Thursday’s Thoughts: Rebirth

Thursday’s Thoughts: Rebirth


Ten years ago I was struck with two debilitating illnesses that tested my strength and forced me to re-invent myself. I started feeling sick, but I thought I needed to be busy to overcome my empty-nest syndrome. My daughters were away in college, so I worked harder for my clients. But inside, I was falling apart.

My husband took me to the emergency room with fever and chills that threatened to shatter my teeth. I was diagnosed with two incurable, auto-immune diseases. I was wallowing in self-pity. All the hardships I had endured to assimilate in my new life in America surfaced and overwhelmed my sense of well-being.

But I came from strong stock.

My centenarian maternal grandmother was a strong woman. My ninety-year-old mother is a pillar of endurance. Surely, I must be strong. As I lay in my hospital bed crying, I could clearly hear grandma telling me the power was always within. I’ve been taking care of others for so long; I resolved that night to go on the journey of caring for myself.

“You look better today,” my doctor said the next morning.

I secretly smiled and thanked grandma. I needed a plan.

I went home with medications that could kill a racehorse. The treatments for both conditions could be toxic. I started the regimen and felt sicker from the side effects. I lost my sense of taste, smell and my hair was falling out. My days were spent being driven to several healthcare specialists. After each visit, I left their offices with another fistful of prescriptions.

Two months later, in response to my request to return to work as soon as I was better, a doctor gave me a disability booklet. When I got home I threw the booklet in the trash, along with most of the medications I was told I would have to take forever. Thus, began my journey of rebirth.
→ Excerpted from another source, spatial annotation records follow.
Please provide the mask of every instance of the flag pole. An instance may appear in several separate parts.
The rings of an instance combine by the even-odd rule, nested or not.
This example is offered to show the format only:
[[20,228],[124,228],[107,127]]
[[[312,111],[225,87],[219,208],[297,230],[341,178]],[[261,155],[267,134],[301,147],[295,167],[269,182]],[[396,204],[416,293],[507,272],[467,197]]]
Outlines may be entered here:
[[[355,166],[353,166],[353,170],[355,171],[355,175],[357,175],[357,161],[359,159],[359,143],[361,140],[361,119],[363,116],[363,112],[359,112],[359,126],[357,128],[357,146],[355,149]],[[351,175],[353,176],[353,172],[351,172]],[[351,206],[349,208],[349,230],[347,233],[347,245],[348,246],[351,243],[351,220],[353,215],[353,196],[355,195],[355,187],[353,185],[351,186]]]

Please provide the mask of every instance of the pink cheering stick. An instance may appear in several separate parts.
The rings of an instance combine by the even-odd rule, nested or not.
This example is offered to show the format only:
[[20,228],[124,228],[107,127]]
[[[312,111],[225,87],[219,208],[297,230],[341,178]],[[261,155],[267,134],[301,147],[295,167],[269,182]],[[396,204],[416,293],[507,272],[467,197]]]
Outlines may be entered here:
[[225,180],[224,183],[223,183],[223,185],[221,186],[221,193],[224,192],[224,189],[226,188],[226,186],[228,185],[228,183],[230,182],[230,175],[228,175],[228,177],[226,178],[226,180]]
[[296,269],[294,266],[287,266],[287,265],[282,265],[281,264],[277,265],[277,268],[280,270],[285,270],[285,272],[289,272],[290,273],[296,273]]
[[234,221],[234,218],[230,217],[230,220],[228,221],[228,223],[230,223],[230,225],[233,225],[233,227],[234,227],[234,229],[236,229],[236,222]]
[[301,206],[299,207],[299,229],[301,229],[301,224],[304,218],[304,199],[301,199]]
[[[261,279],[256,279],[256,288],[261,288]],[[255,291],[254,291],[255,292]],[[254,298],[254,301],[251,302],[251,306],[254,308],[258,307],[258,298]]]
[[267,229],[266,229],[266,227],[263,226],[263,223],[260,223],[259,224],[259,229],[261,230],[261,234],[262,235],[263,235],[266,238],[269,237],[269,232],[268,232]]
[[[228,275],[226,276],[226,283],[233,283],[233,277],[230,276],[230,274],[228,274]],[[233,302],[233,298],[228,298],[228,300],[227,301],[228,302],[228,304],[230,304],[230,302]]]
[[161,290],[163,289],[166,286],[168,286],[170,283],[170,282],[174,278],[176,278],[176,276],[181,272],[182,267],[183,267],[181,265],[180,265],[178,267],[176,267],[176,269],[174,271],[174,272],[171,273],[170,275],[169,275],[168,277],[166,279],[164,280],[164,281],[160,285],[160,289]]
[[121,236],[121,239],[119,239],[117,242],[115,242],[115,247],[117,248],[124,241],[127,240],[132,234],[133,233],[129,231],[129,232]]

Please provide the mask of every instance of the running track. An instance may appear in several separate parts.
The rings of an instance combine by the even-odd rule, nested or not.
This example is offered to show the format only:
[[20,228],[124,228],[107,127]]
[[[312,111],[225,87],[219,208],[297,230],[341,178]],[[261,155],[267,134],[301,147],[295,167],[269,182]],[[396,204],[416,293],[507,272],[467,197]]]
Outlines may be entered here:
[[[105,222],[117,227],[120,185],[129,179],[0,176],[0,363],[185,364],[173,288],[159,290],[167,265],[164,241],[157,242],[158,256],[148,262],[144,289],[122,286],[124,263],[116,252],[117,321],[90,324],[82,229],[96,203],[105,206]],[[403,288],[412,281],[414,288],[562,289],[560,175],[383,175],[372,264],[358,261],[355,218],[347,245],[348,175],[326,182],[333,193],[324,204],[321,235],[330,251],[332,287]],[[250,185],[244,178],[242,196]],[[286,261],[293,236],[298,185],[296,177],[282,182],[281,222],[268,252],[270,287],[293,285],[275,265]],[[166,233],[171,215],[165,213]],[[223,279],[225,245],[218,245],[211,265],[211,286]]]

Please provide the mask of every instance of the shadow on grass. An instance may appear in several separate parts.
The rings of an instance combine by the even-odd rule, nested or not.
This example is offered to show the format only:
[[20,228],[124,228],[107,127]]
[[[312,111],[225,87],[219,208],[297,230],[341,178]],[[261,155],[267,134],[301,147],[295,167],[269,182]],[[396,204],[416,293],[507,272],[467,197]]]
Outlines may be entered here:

It was an uphill battle. Sometimes I had doubts whether I could get better with sheer will. Then I thought about my grandmother who lived long with her faith in God and herbal medicine, and I knew I could.

I joined support groups. I exercised regularly. I changed my diet to include foods that promoted optimal health. I practiced yoga, meditation and spiritual affirmations. I opened my mind to alternative treatments and gracefully accepted what I could not change in life.

I found the courage within to get healthy and start over. When I shared my story of living with my diseases, I gave people hope. My doctors were amazed six months later by my quick recovery and joked that people like me could put them out of business.

Conventional medicine has an important role in our society. I get my annual physical to ensure all my numbers are within normal range. But I needed to become partners with my doctors and take control of my health. Giving up was never an option for me. I had a lot of work I wanted to do and a lot of life left to live.

My life has been enriched by the experiences I have lived. I learned through my journey that nothing happens by accident. My birthplace, the family I was born into, my husband, my children, the friends and enemies I made along the way, my illness, were all put on my path for my enlightenment.